Jean-Daniel Lévy : En l’espèce, nous pourrions dire, qu’il y a Alain Juppé et les autres… Le fait que François Bayrou soit – et depuis longtemps – en deuxième position (avec à certains égards un positionnement politique assez proche du Maire de Bordeaux) est assez révélateur. Suscitant la confiance d’un tiers des Français, il a déjà le mérite de pouvoir s’appuyer sur les sympathisants (certes peu nombreux) du Modem : 97% d’entre eux répondent favorablement. Puis la confiance se déporte au centre et à Gauche : 48% à l’UDI, 47% chez EELV (ce qui n’est pas inintéressant si l’on se rappelle l’affrontement entre Daniel Cohn-Bendit et François Bayrou en 2009), 37% au Parti Socialiste.

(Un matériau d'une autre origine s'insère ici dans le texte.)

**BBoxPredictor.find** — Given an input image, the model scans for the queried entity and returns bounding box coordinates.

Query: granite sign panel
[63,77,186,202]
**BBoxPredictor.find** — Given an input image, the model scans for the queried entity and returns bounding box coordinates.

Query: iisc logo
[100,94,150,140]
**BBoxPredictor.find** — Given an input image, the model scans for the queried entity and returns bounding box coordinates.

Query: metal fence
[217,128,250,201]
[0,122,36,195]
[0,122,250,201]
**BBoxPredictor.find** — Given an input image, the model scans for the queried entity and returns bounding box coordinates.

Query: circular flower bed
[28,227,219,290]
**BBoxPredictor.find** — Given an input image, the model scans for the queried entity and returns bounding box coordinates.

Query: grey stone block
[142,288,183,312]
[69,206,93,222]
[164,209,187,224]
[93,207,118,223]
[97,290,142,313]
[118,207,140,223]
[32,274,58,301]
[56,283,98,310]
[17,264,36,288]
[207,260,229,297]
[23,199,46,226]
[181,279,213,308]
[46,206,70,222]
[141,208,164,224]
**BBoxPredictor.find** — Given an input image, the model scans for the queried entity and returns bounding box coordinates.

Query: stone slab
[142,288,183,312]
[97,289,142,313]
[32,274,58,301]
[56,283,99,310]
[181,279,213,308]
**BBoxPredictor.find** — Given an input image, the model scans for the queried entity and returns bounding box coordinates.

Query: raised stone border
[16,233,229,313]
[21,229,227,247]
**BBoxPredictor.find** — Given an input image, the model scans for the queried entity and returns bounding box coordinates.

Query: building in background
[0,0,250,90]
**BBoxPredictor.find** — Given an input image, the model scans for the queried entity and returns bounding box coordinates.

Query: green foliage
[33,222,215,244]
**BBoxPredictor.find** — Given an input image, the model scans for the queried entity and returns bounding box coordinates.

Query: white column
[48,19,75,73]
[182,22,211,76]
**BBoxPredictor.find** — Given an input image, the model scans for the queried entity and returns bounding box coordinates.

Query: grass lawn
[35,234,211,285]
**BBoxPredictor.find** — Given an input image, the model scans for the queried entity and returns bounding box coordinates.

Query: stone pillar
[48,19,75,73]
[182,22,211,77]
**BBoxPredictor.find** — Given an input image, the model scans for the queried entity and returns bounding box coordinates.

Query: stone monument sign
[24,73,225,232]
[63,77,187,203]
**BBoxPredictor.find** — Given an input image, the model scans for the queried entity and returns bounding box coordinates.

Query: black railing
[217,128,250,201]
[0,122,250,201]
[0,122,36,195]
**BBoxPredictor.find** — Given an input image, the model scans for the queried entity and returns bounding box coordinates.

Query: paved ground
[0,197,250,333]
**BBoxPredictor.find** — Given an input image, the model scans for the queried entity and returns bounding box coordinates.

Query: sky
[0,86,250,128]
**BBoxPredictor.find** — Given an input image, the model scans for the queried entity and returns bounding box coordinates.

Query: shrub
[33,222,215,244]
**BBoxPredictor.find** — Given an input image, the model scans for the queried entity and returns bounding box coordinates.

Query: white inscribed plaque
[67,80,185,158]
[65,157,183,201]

On le sait Nicolas Sarkozy s’en prend assez fréquemment au dirigeant du MoDem. Ses électeurs le lui rendent bien car 29% seulement déclarent faire confiance à François Bayrou. Quant au frémissement, difficile de répondre positivement. Il baisse de 4 points en 1 an et est aujourd’hui au niveau le plus bas relevé au cours de cette période.
4. Nicolas Sarkozy a monopolisé les unes de la presse people. Son image en est-elle modifiée ?
Jean-Daniel Lévy : En termes d’image, difficile à dire. En termes de confiance, non. La cote du dirigeant de la formation « Les Républicains » est inchangée (27%). Une des raisons de l’acception du retour de Nicolas Sarkozy en politique et de sa direction de l’UMP puis des Républicains réside dans le fait qu’il n’a pas changé. D’ailleurs, lorsque l’on regarde la structure de confiance, que remarque-t-on ? Que si 81% des sympathisants des « Républicains » lui accordent leur confiance, ce ne sont plus que 36% des proches du FN, 21% de l’UDI, 10% du Modem et 2% du PS. Même au sein de son électorat de premier tour en 2012, 72% (seulement, pourrions-nous être tentés de dire) lui accordent leur confiance.
Les Français ont-ils découvert, avec la presse people, un autre Nicolas Sarkozy que celui qu’ils connaissaient ? On peut penser que non. Cela lui est-il préjudiciable ? Jusqu’à présent – dans son camp – non. Ses soutiens n’y accordent pas vraiment d’importance. Ses détracteurs, si.
Enquête réalisée en ligne du 25 au 27 août 2015. Echantillon de 1006 personnes représentatif de la population française âgée de 18 ans et plus, à partir de l’access panel Harris Interactive. Méthode des quotas et redressement appliquée aux variables suivantes : sexe, âge, catégorie socioprofessionnelle et région de l’interviewé(e).